I think the key word when it comes to this book is simply “not enough”.  The Lace Makers of Glenmara is meant to be inspiring and heart-warming with a simple story about the friendships between women, with one in particular as a focal point.  As always, Ireland itself is enchanting, and Glenmara and its generally aging residents are a product of a society long gone.  There is a mystical touch on Kate’s journey to Glenmara with William the Traveller.  Kate’s need for a new outlook on life is completely understandable.  Yet so much of this book rang false for me.  It seemed incredibly unlikely that Bernie would offer to let a stranger live with her when they had only met five minutes ago, against the advice of her best friend.  The romance was incredibly quick and not at all fleshed out.  Kate and Sullivan basically fall into bed together and are immediately serious after that with no real development of the initial relationship, so his panic shortly afterwards just seems strange.  This is especially so given that we’re told he sleeps around quite frequently and is never serious about anyone.  Kate seems different just because she reminds him of someone else, but that’s an incredibly shaky base for a relationship.  Lace making itself is undoubtedly fascinating, but again, few details are really given in the book.  The events within could also have been incredibly moving, and the book tries hard to accomplish that, but we haven’t spent enough time with the characters to feel grief on their behalf.

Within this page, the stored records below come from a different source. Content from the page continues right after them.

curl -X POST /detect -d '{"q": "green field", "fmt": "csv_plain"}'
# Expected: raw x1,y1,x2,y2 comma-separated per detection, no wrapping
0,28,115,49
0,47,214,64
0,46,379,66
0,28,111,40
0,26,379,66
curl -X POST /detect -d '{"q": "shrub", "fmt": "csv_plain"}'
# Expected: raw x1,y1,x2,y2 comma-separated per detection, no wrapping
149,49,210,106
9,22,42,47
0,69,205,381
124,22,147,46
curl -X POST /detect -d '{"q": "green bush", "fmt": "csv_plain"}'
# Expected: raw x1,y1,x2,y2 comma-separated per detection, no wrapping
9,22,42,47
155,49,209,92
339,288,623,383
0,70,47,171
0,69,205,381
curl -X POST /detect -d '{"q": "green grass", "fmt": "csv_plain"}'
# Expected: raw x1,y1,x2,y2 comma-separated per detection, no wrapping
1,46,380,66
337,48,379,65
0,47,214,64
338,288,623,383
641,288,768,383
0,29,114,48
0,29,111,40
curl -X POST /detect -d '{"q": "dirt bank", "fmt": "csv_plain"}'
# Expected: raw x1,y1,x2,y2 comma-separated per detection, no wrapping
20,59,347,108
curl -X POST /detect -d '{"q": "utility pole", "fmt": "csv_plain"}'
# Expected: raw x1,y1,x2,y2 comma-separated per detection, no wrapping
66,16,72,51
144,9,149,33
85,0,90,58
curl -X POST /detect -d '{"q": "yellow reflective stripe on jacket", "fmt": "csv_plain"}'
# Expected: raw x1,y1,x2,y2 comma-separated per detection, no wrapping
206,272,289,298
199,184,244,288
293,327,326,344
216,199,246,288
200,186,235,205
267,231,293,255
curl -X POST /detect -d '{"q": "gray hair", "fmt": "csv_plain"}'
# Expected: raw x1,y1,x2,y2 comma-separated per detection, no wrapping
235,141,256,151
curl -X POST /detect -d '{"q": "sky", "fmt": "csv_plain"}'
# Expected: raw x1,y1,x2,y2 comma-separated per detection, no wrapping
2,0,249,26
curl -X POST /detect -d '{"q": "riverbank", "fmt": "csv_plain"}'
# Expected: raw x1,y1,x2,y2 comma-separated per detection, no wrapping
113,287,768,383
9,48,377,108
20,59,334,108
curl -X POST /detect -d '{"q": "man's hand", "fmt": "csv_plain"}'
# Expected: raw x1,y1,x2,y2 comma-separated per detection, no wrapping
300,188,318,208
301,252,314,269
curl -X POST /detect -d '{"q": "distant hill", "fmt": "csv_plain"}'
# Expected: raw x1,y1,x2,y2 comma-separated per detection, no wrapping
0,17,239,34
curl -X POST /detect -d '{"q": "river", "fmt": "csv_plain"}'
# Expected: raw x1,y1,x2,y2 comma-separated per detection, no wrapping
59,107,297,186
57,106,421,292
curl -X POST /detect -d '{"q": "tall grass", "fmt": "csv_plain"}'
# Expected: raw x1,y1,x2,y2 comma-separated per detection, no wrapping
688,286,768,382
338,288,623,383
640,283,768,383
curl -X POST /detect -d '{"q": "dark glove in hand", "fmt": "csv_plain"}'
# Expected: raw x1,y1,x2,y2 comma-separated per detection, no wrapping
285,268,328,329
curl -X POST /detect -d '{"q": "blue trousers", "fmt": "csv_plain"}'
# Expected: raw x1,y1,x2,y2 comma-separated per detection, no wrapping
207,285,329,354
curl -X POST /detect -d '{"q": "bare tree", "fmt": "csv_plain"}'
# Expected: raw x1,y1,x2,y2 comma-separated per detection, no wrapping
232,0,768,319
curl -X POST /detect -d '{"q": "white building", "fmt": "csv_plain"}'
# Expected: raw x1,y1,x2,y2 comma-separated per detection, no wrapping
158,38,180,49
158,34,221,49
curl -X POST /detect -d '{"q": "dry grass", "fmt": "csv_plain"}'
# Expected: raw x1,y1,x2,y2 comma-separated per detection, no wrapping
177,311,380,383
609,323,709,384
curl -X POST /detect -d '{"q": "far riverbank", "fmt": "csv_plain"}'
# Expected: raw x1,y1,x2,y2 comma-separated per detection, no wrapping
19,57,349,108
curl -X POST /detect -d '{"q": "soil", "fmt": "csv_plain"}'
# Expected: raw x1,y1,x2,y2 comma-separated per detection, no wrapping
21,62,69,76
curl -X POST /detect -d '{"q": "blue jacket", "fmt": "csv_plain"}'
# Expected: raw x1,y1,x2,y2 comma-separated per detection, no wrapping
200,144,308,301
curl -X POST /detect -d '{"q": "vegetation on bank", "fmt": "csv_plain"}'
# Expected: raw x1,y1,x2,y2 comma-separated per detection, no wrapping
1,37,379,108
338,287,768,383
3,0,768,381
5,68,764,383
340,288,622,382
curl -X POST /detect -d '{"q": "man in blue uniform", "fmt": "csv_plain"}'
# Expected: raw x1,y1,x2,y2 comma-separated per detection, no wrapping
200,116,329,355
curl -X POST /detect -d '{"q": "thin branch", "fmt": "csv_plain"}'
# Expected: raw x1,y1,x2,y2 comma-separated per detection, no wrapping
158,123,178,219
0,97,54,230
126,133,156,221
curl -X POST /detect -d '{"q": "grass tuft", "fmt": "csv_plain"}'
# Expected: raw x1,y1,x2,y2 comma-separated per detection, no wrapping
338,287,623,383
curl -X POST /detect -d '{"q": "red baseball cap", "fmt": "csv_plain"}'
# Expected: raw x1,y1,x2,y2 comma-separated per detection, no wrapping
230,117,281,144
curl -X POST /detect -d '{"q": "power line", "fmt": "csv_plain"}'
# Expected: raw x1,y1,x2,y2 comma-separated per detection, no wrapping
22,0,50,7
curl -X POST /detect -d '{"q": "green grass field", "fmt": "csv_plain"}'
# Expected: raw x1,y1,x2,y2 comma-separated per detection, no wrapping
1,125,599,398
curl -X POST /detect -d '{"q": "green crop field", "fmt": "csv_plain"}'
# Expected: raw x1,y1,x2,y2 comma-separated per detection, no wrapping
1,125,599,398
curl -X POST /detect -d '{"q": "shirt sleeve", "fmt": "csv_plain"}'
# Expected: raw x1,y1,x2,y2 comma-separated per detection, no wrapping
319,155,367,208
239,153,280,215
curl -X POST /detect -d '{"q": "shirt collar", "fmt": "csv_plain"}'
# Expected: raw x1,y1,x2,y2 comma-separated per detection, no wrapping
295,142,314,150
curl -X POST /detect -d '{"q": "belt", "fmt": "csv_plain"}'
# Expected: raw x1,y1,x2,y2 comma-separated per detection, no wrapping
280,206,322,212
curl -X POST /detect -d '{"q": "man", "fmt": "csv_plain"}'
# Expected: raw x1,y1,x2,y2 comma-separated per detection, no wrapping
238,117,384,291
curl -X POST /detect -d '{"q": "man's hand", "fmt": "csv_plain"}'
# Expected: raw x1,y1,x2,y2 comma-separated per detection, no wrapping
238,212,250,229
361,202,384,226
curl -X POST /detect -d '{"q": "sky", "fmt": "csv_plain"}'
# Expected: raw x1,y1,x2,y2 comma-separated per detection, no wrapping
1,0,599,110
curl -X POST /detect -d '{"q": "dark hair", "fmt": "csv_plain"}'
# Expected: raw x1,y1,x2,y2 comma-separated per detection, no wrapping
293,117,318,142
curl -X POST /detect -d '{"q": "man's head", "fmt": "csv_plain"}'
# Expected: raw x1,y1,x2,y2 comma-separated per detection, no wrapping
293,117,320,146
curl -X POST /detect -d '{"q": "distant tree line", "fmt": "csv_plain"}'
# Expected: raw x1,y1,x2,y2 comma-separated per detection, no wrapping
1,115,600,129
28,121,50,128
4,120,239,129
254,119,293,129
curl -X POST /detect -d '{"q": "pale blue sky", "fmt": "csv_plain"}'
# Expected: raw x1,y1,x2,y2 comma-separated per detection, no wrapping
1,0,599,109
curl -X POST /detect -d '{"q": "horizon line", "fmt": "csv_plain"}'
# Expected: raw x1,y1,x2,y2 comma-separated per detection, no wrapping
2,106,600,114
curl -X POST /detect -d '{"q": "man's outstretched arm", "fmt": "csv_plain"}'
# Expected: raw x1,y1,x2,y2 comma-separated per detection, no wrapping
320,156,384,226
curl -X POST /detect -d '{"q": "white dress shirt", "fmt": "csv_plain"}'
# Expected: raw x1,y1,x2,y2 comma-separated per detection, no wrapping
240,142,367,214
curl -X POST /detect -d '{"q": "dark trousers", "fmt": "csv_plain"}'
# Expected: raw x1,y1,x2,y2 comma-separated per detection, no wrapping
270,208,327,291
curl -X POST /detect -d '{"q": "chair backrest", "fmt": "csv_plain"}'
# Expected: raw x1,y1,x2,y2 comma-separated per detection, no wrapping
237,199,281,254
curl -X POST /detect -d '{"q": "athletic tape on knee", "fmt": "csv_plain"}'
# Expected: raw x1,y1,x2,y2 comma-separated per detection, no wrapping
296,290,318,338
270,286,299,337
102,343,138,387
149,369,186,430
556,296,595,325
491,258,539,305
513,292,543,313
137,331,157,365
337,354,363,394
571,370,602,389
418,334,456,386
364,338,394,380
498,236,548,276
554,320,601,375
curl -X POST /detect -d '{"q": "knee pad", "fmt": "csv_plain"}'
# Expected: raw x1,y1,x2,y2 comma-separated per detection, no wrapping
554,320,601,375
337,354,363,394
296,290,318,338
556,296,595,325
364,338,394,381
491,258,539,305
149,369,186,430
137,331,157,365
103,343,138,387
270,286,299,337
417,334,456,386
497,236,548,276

At its core, the story is still a good one.  I love how the lace could renew a community by giving it new strength and new visitors.  Its effect on the women’s lives is itself slightly magical, which adds to the overall mystical feel of the book.   It isn’t that I disliked the book, it is just that I put it down wishing for more story, more detail, more characters, more everything.  The Lace Makers of Glenmara is well conceived but poorly executed.